— Это Элис Бернс, студентка профессора Хэнкока, — начала я. — Мне неловко беспокоить вас…
— Не нужно извиняться, Элис, — перебил меня Фридлендер. — Ужасный день сегодня. Мы все очень дорожили Тео.
— Я в полном шоке, профессор, — сказала я. — Понимаете, я виделась с ним всего два дня назад и…
Упоминать ли о скандале с подлогом работ? Профессор Фридлендер наверняка и так в курсе. А сейчас явно неподходящий момент.
— А я видел его утром того дня, когда он покончил с собой, — вздохнул Фридлендер. — Казалось, все прекрасно. Да, Тео был немного расстроен тем, что какой-то хоккеист сдал сочинение, явно написанное другим студентом. Но, что поделать, такое случается. Каждый из нас, преподавателей, в какой-то момент проходил через это. Важно другое… Оказывается — и я узнал об этом только вчера, повидавшись с его вдовой Мэриэнн, — вот уже несколько лет психическое состояние бедняги оставляло желать лучшего. Резкие перепады настроения, ужасная бессонница, гнетущее чувство собственной никчемности…
— Но у него же был рак горла, вы знали об этом?
— Рак горла? — переспросил профессор Фридлендер. — Почему вы решили, что у него был рак?
— Профессор Хэнкок сам мне сказал…
— Что у него рак?
— Да.
— Это какой-то абсурд.
— Я не выдумываю, профессор.
— Я ничуть не сомневаюсь в вашей честности, Элис. Просто в прошлом семестре, когда Тео удалили полип, он сказал мне, что, по данным биопсии, полип был доброкачественным. И вчера Мэриэнн никак не намекнула на то, что диагноз оказался неверным. Не могу поверить, что он вам сказал такое.
Я не знала, что ответить. Потому что мне казалось, что у меня из-под ног уплыла почва.
— Я просто в шоке, профессор. Зачем ему было так уверенно сообщать мне, что это рак, если…
— При всей кажущейся стабильности и высочайшем профессионализме, по-видимому, Хэнкок боролся с какими-то ужасными внутренними проблемами… Вы, должно быть, скоро уезжаете из колледжа на лето?
— Через час, даже меньше. Но я вернусь на похороны.
— Благодарю вас за звонок и за информацию, Элис, — сказал Фридлендер. — Я ценю, что вы сохранили все в тайне. Если мне придется придать огласке то, что я от вас услышал, обещаю не упоминать ваше имя.

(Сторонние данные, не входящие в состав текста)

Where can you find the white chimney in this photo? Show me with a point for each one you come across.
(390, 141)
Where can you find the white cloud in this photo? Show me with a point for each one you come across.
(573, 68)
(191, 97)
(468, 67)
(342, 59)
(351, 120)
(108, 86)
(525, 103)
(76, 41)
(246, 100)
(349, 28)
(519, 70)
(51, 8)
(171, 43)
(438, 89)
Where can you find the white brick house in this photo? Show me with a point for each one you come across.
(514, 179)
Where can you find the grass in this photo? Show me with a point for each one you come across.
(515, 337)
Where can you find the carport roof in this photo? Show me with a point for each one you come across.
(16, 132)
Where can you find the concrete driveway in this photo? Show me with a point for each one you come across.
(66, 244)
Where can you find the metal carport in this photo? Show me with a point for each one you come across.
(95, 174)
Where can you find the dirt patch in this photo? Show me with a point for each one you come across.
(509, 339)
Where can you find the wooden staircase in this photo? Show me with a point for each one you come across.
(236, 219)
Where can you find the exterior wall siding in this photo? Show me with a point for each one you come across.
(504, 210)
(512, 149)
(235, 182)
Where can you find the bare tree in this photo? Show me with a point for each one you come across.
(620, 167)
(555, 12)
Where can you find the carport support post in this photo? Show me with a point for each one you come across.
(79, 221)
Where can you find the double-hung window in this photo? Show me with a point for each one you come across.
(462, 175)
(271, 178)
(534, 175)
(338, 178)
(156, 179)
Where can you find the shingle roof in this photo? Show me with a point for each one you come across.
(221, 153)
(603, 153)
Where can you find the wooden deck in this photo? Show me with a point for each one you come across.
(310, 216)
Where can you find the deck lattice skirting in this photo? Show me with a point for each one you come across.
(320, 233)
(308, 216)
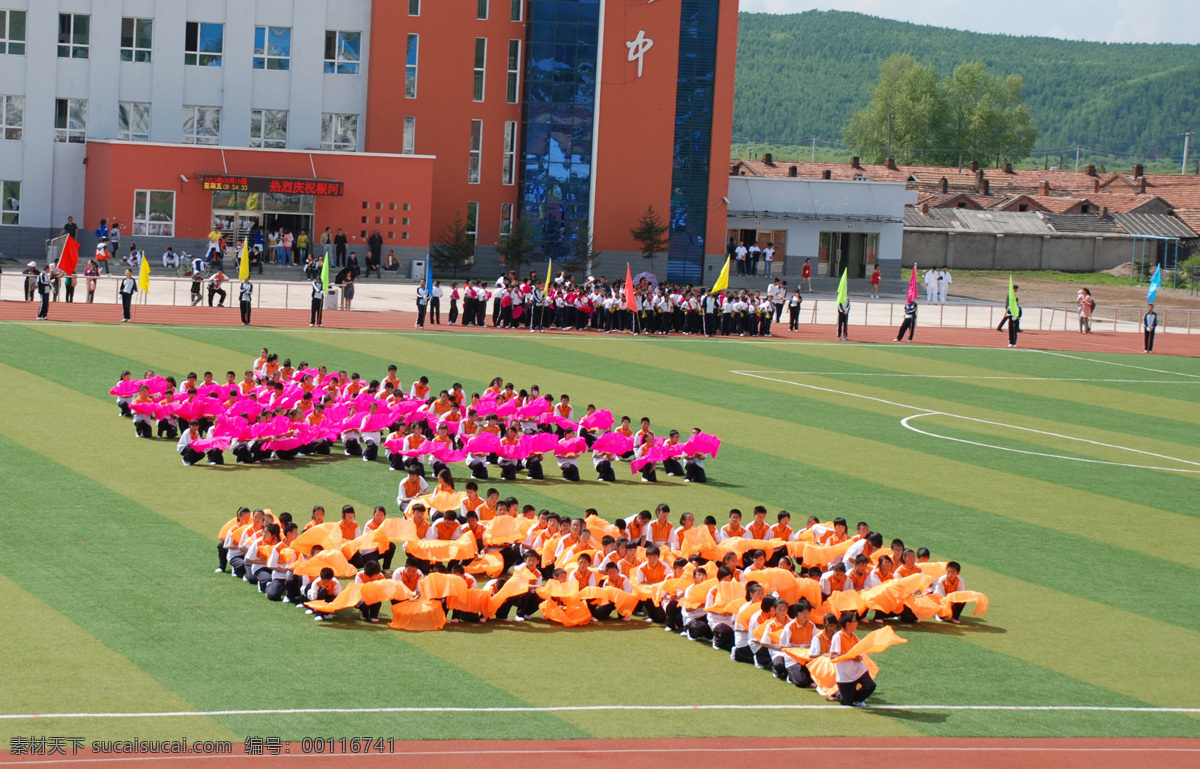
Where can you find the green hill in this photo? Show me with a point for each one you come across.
(804, 74)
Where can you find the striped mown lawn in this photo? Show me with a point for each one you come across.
(1066, 485)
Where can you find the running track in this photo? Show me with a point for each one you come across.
(363, 320)
(700, 754)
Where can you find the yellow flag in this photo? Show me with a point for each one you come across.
(244, 268)
(723, 281)
(144, 277)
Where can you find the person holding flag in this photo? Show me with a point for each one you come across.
(910, 308)
(843, 308)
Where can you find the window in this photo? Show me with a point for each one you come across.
(409, 136)
(514, 71)
(10, 209)
(273, 48)
(136, 38)
(203, 44)
(12, 34)
(269, 127)
(411, 67)
(73, 35)
(12, 118)
(342, 52)
(480, 60)
(509, 174)
(71, 120)
(202, 125)
(339, 132)
(477, 145)
(154, 212)
(133, 121)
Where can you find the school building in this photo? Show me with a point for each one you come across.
(391, 115)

— Я вам благодарна, профессор.
Как только я повесила трубку, Боб поднял голову:
— Видно, разговор был тяжелый.
Я закрыла лицо руками.
Боб подошел и прижал меня к себе:
— У нас двадцать минут до автобуса… а идти туда минут десять.
Ехали мы налегке, с большими рюкзаками (остальная наша одежда была упакована и уложена на чердаке дожидаться нашего возвращения в августе). Мы рванули к конечной остановке на Мэйн-стрит и успели купить два билета рядом на задних сиденьях в «Грейхаунде»
[48], направлявшемся на юг. Оглядевшись и убедившись, что рядом нет знакомых из колледжа, я шепотом пересказала Бобу весь разговор с Фридлендером о профессоре Хэнкоке.
— Судя по тому, как удивился Фридлендер, Хэнкок действительно сказал ему, что полип был доброкачественным. Тогда зачем же он мне говорил, что у него рак? Это же профессор Хэнкок — всегда такой рациональный, уравновешенный…
— Он повесился, Элис. Значит, не был стопроцентно уравновешенным. Наоборот, судя по всему, он был совершенно не в себе.
— У него же все было. Такой красивый дом на Федерал-стрит. Счастливый брак. Три маленьких сына. И он только что заключил бессрочный контракт. Ну, то есть если бы ему отказали в должности, это еще имело бы хоть какой-то смысл. Но получить наконец постоянную работу, а потом наложить на себя руки…
Боб только пожал плечами:
— Как однажды заметил великий Джим Моррисон, «люди странные».
— Это немного поверхностно.
— Убивая себя, человек наказывает тех, кто остался в живых.
— Я не только про это. Если это правда, что рака не было, то он все это время меня обманывал. Зачем ему было это делать?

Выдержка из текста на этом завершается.